Dienstag, 03.09.2024: Sorge in der Zeit
"Wir müssen Mehl kaufen" höre ich meine Großmutter zu meinem Großvater sagen. Nichts Ungewöhnliches würde ich denken, wenn ich nicht kurz zuvor am Schrank gewesen wäre und wüsste, dass noch mindestens sechs Kilo Mehl in Tüten in eben diesem Schrank stehen.
Doch für meine Großmutter sind sechs Tüten Mehl die Zahl, bei der es spätestens gilt nachzukaufen. Bei genauerem Nachdenken kann ich mich nicht erinnern, jemals weniger als sechs Tüten im Vorratsschrank gesehen zu haben. Sie sorgt immer vor.
Als Kind der Kriegszeit weiß sie, was es heißt zu hungern. Die Vergangenheit bestimmt ihr Verhalten für die Zukunft. Wenn es ums Essen geht, mag sie keine unschönen Überraschungen. Besuch, ob angemeldet oder nicht, wird mit selbstgebackenen Kuchen versorgt, und zwar so viel, dass es für alle reicht. Eingefrorenes Brot und eingeweckte Früchte gehören ebenso zum Grundbestand von Nahrungsmitteln bei meiner Oma.
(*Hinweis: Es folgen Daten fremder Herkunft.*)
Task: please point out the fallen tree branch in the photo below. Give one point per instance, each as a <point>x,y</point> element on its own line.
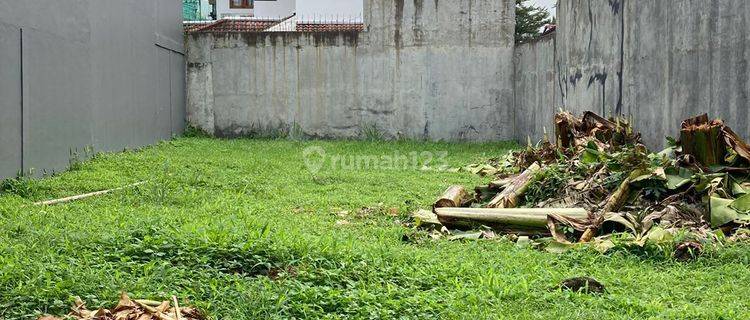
<point>508,198</point>
<point>87,195</point>
<point>533,218</point>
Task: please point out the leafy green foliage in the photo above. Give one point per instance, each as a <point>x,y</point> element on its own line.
<point>22,186</point>
<point>529,20</point>
<point>552,180</point>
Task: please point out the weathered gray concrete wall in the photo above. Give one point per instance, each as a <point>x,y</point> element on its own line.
<point>659,61</point>
<point>10,100</point>
<point>535,81</point>
<point>423,69</point>
<point>588,55</point>
<point>684,58</point>
<point>85,73</point>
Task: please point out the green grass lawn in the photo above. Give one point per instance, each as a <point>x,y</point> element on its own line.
<point>244,231</point>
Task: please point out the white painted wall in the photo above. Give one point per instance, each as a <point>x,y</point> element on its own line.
<point>263,8</point>
<point>329,9</point>
<point>223,10</point>
<point>275,9</point>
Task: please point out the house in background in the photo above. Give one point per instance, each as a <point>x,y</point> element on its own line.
<point>304,10</point>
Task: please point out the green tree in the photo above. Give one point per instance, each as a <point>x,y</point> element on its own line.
<point>529,20</point>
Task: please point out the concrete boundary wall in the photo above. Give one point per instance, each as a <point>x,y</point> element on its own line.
<point>80,74</point>
<point>422,69</point>
<point>659,61</point>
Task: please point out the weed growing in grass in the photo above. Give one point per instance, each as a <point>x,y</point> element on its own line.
<point>370,132</point>
<point>22,185</point>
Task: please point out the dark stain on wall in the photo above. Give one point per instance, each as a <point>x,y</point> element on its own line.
<point>618,108</point>
<point>615,4</point>
<point>591,26</point>
<point>601,78</point>
<point>598,77</point>
<point>399,18</point>
<point>417,27</point>
<point>574,78</point>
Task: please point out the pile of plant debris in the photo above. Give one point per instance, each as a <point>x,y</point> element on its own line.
<point>128,309</point>
<point>597,179</point>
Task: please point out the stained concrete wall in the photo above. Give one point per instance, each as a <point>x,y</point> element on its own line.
<point>423,69</point>
<point>85,73</point>
<point>685,58</point>
<point>659,61</point>
<point>535,83</point>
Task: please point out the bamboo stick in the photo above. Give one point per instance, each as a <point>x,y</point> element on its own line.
<point>86,195</point>
<point>522,217</point>
<point>452,197</point>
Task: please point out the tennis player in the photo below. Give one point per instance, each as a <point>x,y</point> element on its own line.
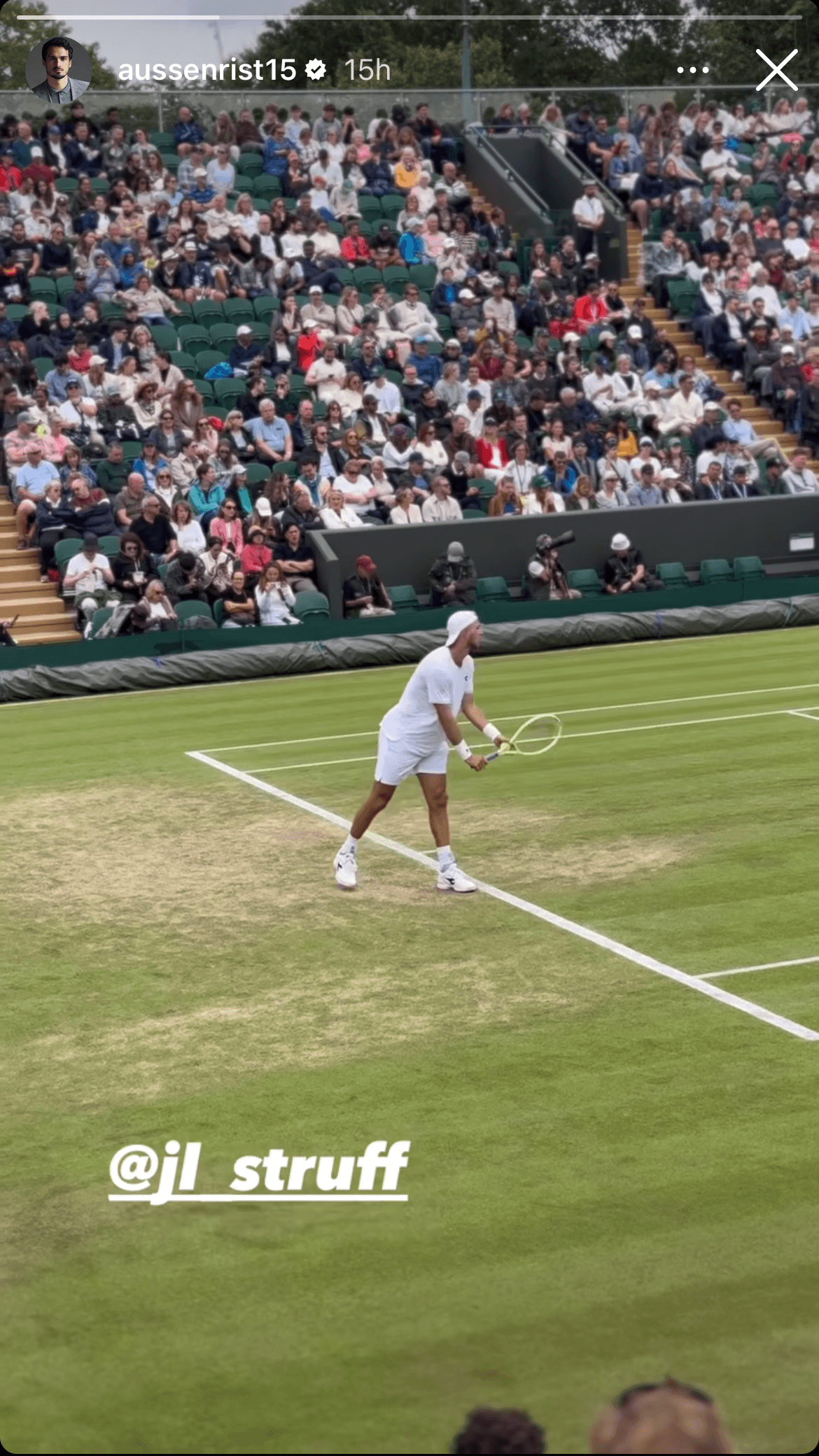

Sie ist auf alles eingestellt, sie sorgt vor.
"Lieber haben als hätten" war ihr Motto. "Man weiß ja nie…" Beim Verhalten meiner Großmutter fallen mir immer die klugen Jungfrauen ein. (Mat 25, 1-13) Jesus erzählt von ihnen als Beispiel guter Vorsorge. Zu einer Hochzeit eingeladen hat die Hälfte Öl für die Lampe in der Nacht besorgt. Die andere Hälfte nicht. Als es Zeit wird, dem Bräutigam entgegenzugehen, haben nur die einen genug Licht und schaffen es zur Hochzeit.
Meine Großmutter hat ihren Vorrat an Lebensmitteln selbst bestimmt. Sie hat gut vorgesorgt. Aber ich habe sie nie besorgt erlebt. Das ist ein Unterschied. Jesus rät an anderer Stelle ausdrücklich davon ab, sich von den Sorgen auffressen zu lassen. (Mat 6, 31) Gut vorsorgen aber scheint geboten. Diese Unterscheidung möchte ich mir gern zu eigen machen.